Assessment of the feasibility of human amniotic membrane stem cell-derived cardiomyocytes in vitro.

Myocardial infarction (MI) is a leading cause of death worldwide, resulting in extensive loss of cardiomyocytes and subsequent heart failure. Inducing cardiac differentiation of stem cells is a potential approach for myocardial regeneration therapy to improve post-MI prognosis.

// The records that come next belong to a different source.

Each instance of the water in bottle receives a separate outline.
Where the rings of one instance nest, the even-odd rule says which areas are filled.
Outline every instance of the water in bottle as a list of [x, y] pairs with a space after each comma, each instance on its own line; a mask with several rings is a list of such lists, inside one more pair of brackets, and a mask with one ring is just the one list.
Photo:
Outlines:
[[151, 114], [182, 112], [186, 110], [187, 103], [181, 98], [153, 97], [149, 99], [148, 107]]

Mesenchymal stem cells (MSCs) have several advantages, including immune privilege and multipotent differentiation potential. This study aimed to explore the feasibility of chemically inducing human amniotic membrane MSCs (hAMSCs) to differentiate into cardiomyocytes in vitro. Human amniotic membrane (AM) samples were obtained from routine cesarean sections at Far Eastern Memorial Hospital. The isolated cells exhibited spindle-shaped morphology and expressed surface antigens CD73, CD90, CD105, and CD44, while lacking expression of CD19, CD11b, CD19, CD45, and HLA-DR. The SSEA-1, SSEA-3, and SSEA-4 markers were also positive, and the cells displayed the ability for tri-lineage differentiation into adipocytes, chondrocytes, and osteoblasts. The expression levels of MLC2v, Nkx2.5, and MyoD were analyzed using qPCR after applying various protocols for chemical induction, including BMP4, ActivinA, 5-azacytidine, CHIR99021, and IWP2 on hAMSCs. The group treated with 5 ng/ml BMP4, 10 ng/ml Activin A, 10 μM 5-azacytidine, 7.5 μM CHIR99021, and 5 μM IWP 2 expressed the highest levels of these genes. Furthermore, immunofluorescence staining demonstrated the expression of α-actinin and Troponin T in this group. In conclusion, this study demonstrated that hAMSCs can be chemically induced to differentiate into cardiomyocyte-like cells in vitro. However, to improve the functionality of the differentiated cells, further investigation of inductive protocols and regimens is needed.